Agent Optimizer is currently in limited preview and only available through a sign-up process. To access the service, complete the intake form. This preview is provided without a service-level agreement, and we don't recommend it for production workloads. Certain features might not be supported or might have constrained capabilities. For more information, see Supplemental Terms of Use for Microsoft Azure Previews.

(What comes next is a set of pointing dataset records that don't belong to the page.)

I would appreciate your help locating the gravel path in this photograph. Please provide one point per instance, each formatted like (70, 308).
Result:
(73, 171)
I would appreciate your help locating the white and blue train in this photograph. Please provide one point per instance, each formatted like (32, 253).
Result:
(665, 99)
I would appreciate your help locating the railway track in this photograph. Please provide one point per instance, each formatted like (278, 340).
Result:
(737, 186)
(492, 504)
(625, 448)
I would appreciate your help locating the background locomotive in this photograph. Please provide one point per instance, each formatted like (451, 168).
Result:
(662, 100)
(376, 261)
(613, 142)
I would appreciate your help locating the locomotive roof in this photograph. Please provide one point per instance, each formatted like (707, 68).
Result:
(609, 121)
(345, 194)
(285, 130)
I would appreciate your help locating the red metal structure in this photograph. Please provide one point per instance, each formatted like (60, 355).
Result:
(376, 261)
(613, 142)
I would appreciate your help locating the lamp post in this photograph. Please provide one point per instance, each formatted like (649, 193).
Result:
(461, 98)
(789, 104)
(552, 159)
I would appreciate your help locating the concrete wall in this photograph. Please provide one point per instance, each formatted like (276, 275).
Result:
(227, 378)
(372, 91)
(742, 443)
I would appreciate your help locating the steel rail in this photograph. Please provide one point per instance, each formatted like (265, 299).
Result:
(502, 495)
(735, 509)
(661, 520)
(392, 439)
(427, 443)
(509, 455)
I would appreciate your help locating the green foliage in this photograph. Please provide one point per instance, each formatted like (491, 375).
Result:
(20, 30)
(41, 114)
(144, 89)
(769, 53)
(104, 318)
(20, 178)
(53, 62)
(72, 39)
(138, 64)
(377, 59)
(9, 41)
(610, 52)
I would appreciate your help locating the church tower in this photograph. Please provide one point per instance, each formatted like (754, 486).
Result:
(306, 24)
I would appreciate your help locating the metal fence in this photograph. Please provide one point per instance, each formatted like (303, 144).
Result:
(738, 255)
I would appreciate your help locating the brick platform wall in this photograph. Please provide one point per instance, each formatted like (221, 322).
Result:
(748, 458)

Adding support for the agent optimizer to your agent requires a few lines of code. No framework changes or conditional logic are needed. You install the optimization package, set up a configuration directory, and call load_config() at startup.

Prerequisites

Install the optimization package

Install the azure-ai-agentserver-optimization package:

pip install azure-ai-agentserver-optimization

Set up the configuration directory

Create the .agent_configs/baseline/ directory at your project root. This directory defines your agent's baseline configuration — the starting point that the optimizer reads and improves upon.

my-agent/
├── main.py
├── agent.yaml
├── azure.yaml
├── requirements.txt
└── .agent_configs/
    ├── baseline/              ← your starting config
    │   ├── metadata.yaml
    │   ├── instructions.md
    │   ├── tools.json
    │   └── skills/
    │       └── (initially empty)
    └── <candidate_id>/        ← created by 'azd ai agent optimize apply'
        └── (same layout as baseline/)

metadata.yaml

The metadata file tells the optimization loader where to find configuration files and which model to use:

model: gpt-4.1-mini
instruction_file: instructions.md
tools_file: tools.json
skill_dir: skills
Field Required Description
model Yes The model deployment name (for example, gpt-4.1-mini, gpt-5.1)
instruction_file Yes Relative path to the system prompt file
tools_file No Relative path to the tool definitions JSON file
skill_dir No Relative path to the skills directory
temperature No Model temperature for generation

instructions.md

Your agent's system prompt. Write it as plain text or markdown:

You are a travel approval agent for Contoso Ltd. You review travel
requests and enforce company travel policy. Check travel policy limits,
department budget, and suggest cheaper alternatives when appropriate.
Enforce policy rules strictly — do not auto-approve everything.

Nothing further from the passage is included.